“Great Escape” Guy Over Illya Kuryakin

HE regrets the passing of David McCallum. Then again the Scottish-born actor lived a rich and mostly robust 90 years, which puts him in a kind of creme de la creme realm. Plus we all have to go sometime.

I never felt much enthusiasm for his Illya Kuryakin character in The Man from U.N.C.L.E, but what could my personal interest in or enthusiasm for a rotely-written exotic second banana in a plastic James Bond ripoff…who cares about any of that stuff?
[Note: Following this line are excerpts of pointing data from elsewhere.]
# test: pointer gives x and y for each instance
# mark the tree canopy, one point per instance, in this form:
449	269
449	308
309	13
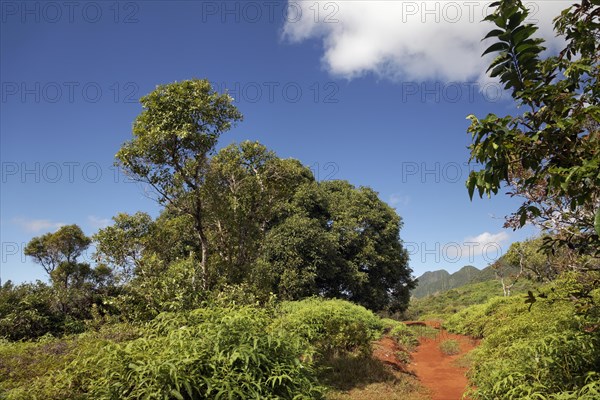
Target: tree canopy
548	155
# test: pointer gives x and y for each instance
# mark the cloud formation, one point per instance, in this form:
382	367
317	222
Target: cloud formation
406	40
98	223
37	225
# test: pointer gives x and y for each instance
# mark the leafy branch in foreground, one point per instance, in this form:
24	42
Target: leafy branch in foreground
550	154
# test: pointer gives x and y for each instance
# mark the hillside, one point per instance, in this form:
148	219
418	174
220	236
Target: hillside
440	281
444	304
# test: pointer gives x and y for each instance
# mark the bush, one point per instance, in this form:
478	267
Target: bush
551	351
330	326
450	347
205	353
405	336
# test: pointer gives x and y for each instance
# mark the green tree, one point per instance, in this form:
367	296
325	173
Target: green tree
53	249
174	136
122	244
374	271
338	241
549	155
246	188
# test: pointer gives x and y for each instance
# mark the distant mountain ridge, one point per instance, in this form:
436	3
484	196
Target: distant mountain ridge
432	282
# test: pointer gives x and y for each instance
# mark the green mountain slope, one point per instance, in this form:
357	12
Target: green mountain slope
440	281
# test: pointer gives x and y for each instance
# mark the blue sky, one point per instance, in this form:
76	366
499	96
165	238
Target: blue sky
374	92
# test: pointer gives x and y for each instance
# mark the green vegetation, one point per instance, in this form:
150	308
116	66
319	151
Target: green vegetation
233	352
551	351
443	305
547	155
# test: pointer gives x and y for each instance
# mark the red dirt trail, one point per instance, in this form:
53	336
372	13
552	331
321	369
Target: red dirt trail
437	371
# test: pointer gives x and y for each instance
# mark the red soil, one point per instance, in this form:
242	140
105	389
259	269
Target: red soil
436	370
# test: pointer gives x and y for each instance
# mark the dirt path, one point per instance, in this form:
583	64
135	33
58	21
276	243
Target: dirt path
437	371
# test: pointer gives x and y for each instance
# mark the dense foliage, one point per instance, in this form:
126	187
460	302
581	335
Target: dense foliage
212	352
550	350
548	155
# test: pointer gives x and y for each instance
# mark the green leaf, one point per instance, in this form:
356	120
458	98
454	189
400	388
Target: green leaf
496	47
493	33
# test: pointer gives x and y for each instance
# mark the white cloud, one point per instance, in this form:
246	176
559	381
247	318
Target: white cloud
98	223
37	225
405	40
488	245
398	200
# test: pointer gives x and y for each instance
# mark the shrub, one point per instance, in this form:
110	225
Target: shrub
548	351
450	347
205	353
330	326
405	336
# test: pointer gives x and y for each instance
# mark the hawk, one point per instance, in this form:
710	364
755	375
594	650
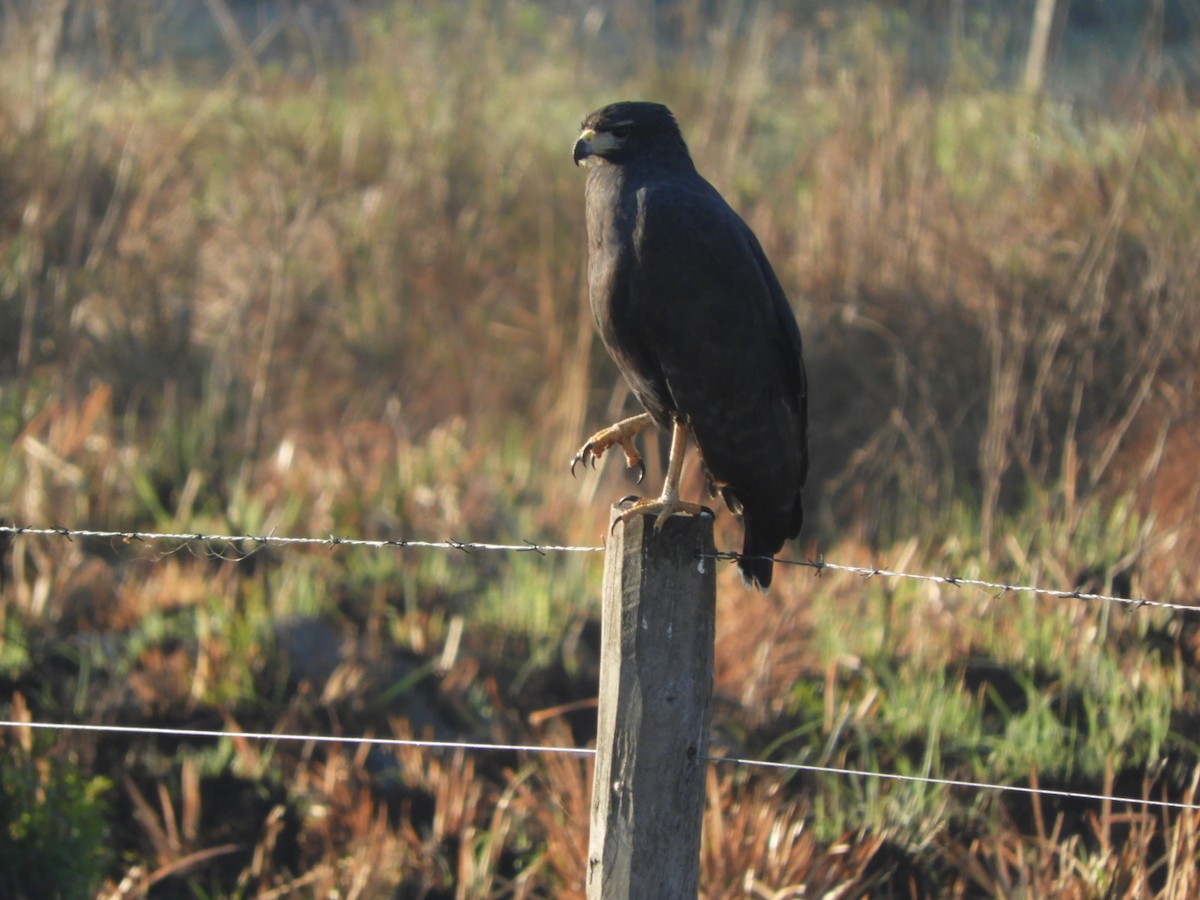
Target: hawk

I was slightly more intrigued by McCallum’s portrayal of Lt. Cmdr. Eric Ashley-Pitt in The Great Escape (’63). Pitt was the guy who created that long-shoulder-sock-with-a-string device that enabled the prisoners of Stalag Luft III to camouflage the dirt that had come from the digging of the three tunnels, Tom, Dick and Harry.

On the other hand I was infuriated when Ashley-Pitt intentionally attracted attention and drew fire from German security forces at that train station so as to protect Richard Attenborough‘s Squadron Leader Roger Bartlett (aka “Big X”) and Gordon Jackson‘s Flight Lieutenant Alexander MacDonald.

Where is it written in the annals of honorable war behavior that sometimes a lower-ranked guy needs to sacrifice himself so that two higher-ranked guys can get away?

If I’d been in Ashley-Pitt’s shoes and saw that Bartlett and MacDonald were about to be captured, I would have kept my head down and said to myself “tough break for those guys…I’m very sorry but this is war and them’s the breaks…I’m sure as shit am not going to commit suicide so they can get away…fuck that noise.”